2 In re Schaffrath, 214 B.R. 153, 155 (B.A.P. 6th Cir. 1997) (Bankruptcy court appropriately granted relief from codebtor stay because debtor’s plan did not propose to pay co-signed claim in full. “It is undisputed that the plan filed by this Debtor does not proposed to pay the entire claim of Firestone. 11 U.S.C. § 1301(c) is mandatory, stating that the court shall grant relief from the stay when one of the three enumerated subsections applies.”). Accord Household Fin. Corp. v. Jacobsen, 20 B.R. 648 (B.A.P. 9th Cir. 1982); Wiremen’s Credit Union, Inc. v. Laska, 20 B.R. 675 (Bankr. N.D. Ohio 1982); Old Phoenix Nat’l Bank v. Britts, 18 B.R. 203 (Bankr. N.D. Ohio 1982); Police Fed. Credit Union v. Holmes, 9 B.R. 454 (Bankr. D.D.C. 1981); First Pa. Bank v. Rondeau, 9 B.R. 403 (Bankr. E.D. Pa. 1981); In re Johnson, 6 Bankr. Ct. Dec. (CRR) 12 (Bankr. W.D.N.Y. 1980).
3 In re Rhodes, 85 B.R. 64 (Bankr. N.D. Ill. 1988); In re Lamoreaux, 69 B.R. 301 (Bankr. M.D. Fla. 1987).

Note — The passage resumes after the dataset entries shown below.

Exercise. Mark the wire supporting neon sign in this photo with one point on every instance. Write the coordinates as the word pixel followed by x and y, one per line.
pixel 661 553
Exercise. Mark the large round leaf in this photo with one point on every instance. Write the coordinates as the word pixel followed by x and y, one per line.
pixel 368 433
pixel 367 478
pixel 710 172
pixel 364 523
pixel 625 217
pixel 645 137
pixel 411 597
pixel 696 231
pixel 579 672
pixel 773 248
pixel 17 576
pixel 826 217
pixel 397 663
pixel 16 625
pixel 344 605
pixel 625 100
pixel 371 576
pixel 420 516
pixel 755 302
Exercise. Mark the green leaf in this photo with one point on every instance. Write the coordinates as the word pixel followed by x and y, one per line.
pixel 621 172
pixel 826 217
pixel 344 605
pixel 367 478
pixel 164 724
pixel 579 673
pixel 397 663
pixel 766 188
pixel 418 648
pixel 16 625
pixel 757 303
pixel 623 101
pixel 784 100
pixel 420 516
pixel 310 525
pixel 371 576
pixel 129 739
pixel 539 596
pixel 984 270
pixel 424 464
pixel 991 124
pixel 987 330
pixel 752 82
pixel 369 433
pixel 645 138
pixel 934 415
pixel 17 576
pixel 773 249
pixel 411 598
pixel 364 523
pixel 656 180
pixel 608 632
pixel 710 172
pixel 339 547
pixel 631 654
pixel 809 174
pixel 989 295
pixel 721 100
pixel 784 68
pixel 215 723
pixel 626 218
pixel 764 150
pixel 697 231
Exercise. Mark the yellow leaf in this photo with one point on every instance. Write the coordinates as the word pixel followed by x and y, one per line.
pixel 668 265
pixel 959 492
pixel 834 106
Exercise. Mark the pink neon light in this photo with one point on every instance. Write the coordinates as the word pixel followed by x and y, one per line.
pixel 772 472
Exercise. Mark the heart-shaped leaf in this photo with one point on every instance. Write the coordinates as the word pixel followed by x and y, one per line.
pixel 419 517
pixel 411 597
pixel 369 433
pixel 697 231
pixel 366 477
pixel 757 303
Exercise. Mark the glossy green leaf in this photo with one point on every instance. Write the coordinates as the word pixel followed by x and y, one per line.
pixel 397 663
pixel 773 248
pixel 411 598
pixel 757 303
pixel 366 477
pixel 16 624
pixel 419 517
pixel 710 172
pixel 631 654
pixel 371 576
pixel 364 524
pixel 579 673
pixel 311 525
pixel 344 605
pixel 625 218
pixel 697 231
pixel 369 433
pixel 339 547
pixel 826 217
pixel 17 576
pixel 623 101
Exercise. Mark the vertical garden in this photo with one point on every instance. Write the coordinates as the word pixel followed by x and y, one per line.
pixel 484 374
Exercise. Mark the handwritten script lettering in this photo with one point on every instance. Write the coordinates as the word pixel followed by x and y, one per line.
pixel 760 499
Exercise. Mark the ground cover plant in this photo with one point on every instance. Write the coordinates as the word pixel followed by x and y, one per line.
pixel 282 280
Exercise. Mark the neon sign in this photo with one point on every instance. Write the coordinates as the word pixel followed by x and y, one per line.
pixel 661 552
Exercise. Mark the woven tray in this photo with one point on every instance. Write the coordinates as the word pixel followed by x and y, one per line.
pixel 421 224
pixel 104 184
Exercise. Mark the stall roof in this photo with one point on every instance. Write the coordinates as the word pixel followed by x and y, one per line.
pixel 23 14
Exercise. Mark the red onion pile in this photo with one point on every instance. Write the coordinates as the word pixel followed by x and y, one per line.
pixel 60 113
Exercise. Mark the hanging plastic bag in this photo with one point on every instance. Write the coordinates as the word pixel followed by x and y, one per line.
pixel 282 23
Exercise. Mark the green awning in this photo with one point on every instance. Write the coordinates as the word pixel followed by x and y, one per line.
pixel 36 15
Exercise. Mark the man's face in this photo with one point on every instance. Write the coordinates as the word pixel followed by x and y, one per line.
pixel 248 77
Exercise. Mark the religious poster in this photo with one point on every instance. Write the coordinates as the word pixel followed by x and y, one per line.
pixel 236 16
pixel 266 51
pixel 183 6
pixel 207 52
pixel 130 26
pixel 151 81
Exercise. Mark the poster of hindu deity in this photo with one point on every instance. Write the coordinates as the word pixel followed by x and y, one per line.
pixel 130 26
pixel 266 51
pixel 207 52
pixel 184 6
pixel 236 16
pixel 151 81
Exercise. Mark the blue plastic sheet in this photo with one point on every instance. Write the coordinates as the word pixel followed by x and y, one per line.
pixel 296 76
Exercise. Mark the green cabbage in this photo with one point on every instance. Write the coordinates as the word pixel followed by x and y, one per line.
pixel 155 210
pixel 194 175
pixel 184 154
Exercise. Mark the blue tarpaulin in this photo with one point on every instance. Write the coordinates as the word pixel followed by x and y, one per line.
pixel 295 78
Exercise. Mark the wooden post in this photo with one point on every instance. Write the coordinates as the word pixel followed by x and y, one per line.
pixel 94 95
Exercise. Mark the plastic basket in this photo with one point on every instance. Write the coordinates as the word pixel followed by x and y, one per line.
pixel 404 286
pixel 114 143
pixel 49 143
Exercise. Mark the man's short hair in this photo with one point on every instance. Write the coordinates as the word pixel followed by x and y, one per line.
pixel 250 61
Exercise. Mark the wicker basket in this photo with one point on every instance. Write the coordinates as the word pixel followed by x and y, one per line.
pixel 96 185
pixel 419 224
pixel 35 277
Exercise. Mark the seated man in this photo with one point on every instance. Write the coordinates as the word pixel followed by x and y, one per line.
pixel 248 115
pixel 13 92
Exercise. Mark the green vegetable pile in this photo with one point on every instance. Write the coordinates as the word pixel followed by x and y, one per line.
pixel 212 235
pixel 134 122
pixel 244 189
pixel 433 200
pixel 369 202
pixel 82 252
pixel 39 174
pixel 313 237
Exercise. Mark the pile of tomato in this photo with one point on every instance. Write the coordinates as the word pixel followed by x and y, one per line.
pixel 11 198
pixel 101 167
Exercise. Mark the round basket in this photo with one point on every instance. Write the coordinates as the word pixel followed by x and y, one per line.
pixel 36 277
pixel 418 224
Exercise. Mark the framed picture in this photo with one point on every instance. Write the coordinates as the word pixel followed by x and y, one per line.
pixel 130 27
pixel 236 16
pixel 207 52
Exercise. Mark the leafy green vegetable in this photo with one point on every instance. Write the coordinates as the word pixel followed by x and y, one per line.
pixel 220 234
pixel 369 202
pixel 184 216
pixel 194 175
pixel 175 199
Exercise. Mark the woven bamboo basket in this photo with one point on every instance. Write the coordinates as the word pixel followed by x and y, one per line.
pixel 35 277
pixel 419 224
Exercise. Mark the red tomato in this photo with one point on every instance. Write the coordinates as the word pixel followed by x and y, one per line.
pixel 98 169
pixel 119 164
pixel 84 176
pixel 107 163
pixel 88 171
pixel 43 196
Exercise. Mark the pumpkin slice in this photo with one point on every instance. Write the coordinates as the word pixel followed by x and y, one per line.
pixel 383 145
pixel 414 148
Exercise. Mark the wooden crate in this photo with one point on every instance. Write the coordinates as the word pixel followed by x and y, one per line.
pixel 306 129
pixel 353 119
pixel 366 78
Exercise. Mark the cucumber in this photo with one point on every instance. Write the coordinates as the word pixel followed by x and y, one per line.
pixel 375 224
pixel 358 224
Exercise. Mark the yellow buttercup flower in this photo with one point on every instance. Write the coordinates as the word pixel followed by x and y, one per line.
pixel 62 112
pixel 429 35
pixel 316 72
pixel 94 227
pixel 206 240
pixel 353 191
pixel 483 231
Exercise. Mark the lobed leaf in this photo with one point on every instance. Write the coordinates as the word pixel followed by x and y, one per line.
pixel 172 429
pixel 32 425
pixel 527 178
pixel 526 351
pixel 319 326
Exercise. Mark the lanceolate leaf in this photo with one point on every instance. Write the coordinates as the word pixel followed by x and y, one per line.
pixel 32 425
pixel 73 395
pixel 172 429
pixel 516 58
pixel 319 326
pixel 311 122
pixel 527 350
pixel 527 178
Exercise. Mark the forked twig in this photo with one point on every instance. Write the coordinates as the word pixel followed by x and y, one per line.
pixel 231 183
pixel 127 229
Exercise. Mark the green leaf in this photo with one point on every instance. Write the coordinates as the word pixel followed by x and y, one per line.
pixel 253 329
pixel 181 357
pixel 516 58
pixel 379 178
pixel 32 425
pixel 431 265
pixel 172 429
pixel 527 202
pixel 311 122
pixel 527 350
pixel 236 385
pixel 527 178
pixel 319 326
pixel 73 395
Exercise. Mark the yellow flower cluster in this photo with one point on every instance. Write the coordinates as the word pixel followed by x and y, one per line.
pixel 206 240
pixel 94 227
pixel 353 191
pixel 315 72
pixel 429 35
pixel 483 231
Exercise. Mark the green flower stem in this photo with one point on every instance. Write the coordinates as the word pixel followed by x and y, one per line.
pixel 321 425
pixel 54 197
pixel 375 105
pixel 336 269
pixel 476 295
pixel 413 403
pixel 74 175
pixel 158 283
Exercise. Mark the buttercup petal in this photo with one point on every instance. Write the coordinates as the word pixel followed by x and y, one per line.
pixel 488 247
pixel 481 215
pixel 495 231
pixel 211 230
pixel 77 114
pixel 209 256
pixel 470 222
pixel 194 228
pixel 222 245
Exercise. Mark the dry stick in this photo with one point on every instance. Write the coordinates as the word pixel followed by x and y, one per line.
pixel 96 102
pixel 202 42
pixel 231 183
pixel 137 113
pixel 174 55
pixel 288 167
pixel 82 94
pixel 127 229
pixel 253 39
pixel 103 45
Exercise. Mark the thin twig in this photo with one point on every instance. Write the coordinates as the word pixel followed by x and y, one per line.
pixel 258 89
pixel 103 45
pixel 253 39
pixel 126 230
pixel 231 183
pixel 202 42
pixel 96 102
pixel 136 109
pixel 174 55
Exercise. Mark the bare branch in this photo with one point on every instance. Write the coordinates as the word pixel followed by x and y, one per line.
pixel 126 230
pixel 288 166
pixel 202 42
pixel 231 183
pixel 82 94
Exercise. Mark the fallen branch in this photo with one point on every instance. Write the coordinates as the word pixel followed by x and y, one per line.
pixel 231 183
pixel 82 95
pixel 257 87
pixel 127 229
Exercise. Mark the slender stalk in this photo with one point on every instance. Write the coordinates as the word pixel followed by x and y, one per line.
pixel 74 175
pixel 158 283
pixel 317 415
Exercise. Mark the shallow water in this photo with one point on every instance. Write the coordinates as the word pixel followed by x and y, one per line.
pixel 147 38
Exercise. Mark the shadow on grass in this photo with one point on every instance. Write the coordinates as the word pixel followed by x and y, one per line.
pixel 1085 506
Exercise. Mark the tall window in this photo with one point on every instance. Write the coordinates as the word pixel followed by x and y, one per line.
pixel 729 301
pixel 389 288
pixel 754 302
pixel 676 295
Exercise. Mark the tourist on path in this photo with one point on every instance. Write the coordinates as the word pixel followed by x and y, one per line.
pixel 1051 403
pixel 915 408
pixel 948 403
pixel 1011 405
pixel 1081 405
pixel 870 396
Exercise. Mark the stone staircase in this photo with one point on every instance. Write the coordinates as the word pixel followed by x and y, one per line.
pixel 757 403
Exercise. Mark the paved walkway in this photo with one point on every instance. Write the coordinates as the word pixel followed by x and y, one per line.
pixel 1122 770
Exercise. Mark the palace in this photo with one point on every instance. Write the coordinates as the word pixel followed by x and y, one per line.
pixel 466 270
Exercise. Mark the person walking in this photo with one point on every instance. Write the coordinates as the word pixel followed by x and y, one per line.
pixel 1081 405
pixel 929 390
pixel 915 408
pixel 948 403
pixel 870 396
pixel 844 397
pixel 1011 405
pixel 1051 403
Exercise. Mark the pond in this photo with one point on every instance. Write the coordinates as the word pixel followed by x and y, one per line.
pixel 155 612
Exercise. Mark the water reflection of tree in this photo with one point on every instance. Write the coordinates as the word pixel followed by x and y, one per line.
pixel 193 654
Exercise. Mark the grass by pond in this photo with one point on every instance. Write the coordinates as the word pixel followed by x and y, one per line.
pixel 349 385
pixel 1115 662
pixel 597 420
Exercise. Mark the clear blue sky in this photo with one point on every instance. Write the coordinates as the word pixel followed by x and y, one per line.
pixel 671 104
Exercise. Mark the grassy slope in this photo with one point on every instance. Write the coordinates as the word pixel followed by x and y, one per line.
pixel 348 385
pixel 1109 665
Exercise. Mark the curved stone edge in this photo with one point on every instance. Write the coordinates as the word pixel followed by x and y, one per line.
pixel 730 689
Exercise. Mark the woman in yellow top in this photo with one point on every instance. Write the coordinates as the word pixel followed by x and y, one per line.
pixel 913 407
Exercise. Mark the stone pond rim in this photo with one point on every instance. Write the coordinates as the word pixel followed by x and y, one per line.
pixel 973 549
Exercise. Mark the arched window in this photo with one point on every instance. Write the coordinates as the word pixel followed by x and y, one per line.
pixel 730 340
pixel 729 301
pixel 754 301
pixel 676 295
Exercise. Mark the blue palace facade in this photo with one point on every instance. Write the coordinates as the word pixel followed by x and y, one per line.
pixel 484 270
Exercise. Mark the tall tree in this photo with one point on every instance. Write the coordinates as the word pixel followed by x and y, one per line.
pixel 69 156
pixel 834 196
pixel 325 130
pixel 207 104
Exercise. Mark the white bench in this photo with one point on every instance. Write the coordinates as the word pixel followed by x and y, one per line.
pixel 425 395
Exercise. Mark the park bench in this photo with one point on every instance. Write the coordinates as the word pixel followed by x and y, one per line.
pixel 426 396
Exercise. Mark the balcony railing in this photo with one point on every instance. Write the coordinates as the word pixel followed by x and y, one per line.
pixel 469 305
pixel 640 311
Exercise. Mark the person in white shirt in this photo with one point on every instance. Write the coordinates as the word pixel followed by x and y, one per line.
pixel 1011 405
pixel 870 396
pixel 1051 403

4 In re Fink, 115 B.R. 113 (Bankr. S.D. Ohio 1990) (Student loan commission entitled to relief to collect from codebtor when plan proposes to pay only 10%, notwithstanding that plan excepts the student loans from discharge at the completion of payments.).
5 See § 89.1 [ Postpetition Interest, Attorneys’ Fees, Costs and Other Charges ] § 67.3 Postpetition Interest, Attorneys’ Fees, Costs and Other Charges.
6 See discussion of projected disposable income test beginning at § 91.1 In General.
8 First Nat’l Bank v. Garrett, 36 B.R. 432 (Bankr. M.D. Tenn. 1984).
9 Plans in which a minimum amount must be paid by the debtor to complete the plan, not necessarily calculated as a percentage of unsecured claims. See § 170.1 [ Methods of Paying Unsecured Claims ] § 101.3 Methods of Paying Unsecured Claims.
10 See discussion of modification before confirmation beginning at § 114.1 Timing, Procedure and Form.
11 See discussion of modification after confirmation beginning at § 126.1 Standing, Timing and Procedure.
12 See § 150.1 [ Co-signed Debts ] § 87.3 Co-signed Debts.
13 Reaffirmation under § 524 is available in Chapter 13 cases but rarely seen. See §§ 4.7 [ Substantial Reaffirmations Are Probable ] § 8.8 Too Many Reaffirmations and 4.8 [ Debtor Cannot Reaffirm or Redeem Property ] § 8.9 Debtor Cannot Reaffirm or Redeem Property.
14 Police Fed. Credit Union v. Holmes, 9 B.R. 454 (Bankr. D.D.C. 1981). See § 90.1 [ Irreparable Harm ] § 67.5 Irreparable Harm for discussion of 11 U.S.C. § 1301(c)(3).